En réalité, il devient le filtre de toutes les décisions : nominations ministérielles (il a validé Attal, Borne, Darmanin), arbitrage sur les réformes (retraites, chômage), et même les crises (Benalla, gilets jaunes, Covid).
Les ministres le décrivent comme un « cerveau froid » : il lit tout, décide de tout, sans jamais s’exposer. « Il est le vrai Premier ministreet tout le monde le sait, et le craint », chuchote-t-on dans les couloirs. Pendant huit ans, il surpasse tous ses prédécesseurs en longévité – plus que Villepin sous Chirac, moins que Bianco sous Mitterrand. Son bureau, au cœur du palais, est une annexe de Bercy : banquiers, industriels, patrons du CAC 40 y défilent pour plaider leur cause, avec l’onction macronienne.

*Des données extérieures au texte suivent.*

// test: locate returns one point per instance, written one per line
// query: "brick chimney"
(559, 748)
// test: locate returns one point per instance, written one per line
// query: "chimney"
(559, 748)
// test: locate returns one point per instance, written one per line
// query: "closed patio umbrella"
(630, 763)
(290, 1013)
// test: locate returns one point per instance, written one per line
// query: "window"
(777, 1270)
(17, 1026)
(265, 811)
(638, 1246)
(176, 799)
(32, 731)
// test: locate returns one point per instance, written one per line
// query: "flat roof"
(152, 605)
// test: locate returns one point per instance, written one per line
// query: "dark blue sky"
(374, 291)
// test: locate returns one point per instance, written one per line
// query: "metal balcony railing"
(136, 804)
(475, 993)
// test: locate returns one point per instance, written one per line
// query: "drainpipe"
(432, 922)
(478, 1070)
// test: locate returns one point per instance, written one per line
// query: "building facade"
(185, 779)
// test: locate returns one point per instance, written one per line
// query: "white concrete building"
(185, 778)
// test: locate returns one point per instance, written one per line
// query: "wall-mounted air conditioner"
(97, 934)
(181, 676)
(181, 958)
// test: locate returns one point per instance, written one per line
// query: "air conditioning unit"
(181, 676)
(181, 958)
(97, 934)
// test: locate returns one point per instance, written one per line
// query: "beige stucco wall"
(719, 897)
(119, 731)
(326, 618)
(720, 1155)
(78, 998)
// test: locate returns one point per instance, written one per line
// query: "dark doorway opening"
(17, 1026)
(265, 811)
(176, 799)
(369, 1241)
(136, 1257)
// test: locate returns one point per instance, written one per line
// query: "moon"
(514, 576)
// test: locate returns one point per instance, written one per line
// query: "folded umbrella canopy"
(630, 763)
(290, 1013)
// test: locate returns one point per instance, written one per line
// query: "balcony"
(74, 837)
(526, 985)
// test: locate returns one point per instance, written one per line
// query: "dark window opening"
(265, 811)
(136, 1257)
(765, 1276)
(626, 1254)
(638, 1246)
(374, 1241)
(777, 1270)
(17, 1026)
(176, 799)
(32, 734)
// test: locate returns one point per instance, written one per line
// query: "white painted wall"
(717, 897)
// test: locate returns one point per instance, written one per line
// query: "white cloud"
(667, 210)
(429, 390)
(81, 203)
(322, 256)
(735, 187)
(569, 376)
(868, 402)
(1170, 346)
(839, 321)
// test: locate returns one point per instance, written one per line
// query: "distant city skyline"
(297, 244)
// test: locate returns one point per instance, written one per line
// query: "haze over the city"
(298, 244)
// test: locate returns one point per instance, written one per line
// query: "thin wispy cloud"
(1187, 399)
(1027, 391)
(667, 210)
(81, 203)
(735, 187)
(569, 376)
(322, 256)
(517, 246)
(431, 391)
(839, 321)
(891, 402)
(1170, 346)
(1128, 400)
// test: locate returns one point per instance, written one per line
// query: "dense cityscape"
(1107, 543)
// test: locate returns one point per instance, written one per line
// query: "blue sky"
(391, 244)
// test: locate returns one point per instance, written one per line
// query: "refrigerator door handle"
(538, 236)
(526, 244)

Le mignon en action : abus et influence toxique ?
Comme les favoris d’Henri III, Kohler excelle dans ce que notre observateur appelle « l’abus discret du pouvoir ». Son emprise sur l’économie est hors norme : il pilote les privatisations (ADP, Aéroports de Paris), les fusions géantes (Veolia-Suez), et les aides d’État (milliards pour Air France pendant la pandémie), « sans que personne n’ait rien à dire, si un mouftait de trop il était vite recadré ».
Mais c’est là que les ombres s’allongent. Kohler cumule les conflits d’intérêts, protégé par l’Élysée comme Joyeuse l’était par le roi.
- L’affaire MSC (2018-2025) : Kohler, cousin de la famille Aponte (actionnaires majoritaires de l’armateur italo-suisse MSC), a supervisé des contrats publics avec l’État alors qu’il siégeait aux conseils d’administration de STX France (racheté par MSC). Soupçonné de « prise illégale d’intérêts » et « trafic d’influence », il est mis en examen en septembre 2019 par le Parquet national financier (PNF). Malgré cela, il reste en poste – Macron le défend publiquement comme « légitime ». En 2025, il fait appel de sa mise en examen, clamant son innocence, mais l’affaire traîne toujours.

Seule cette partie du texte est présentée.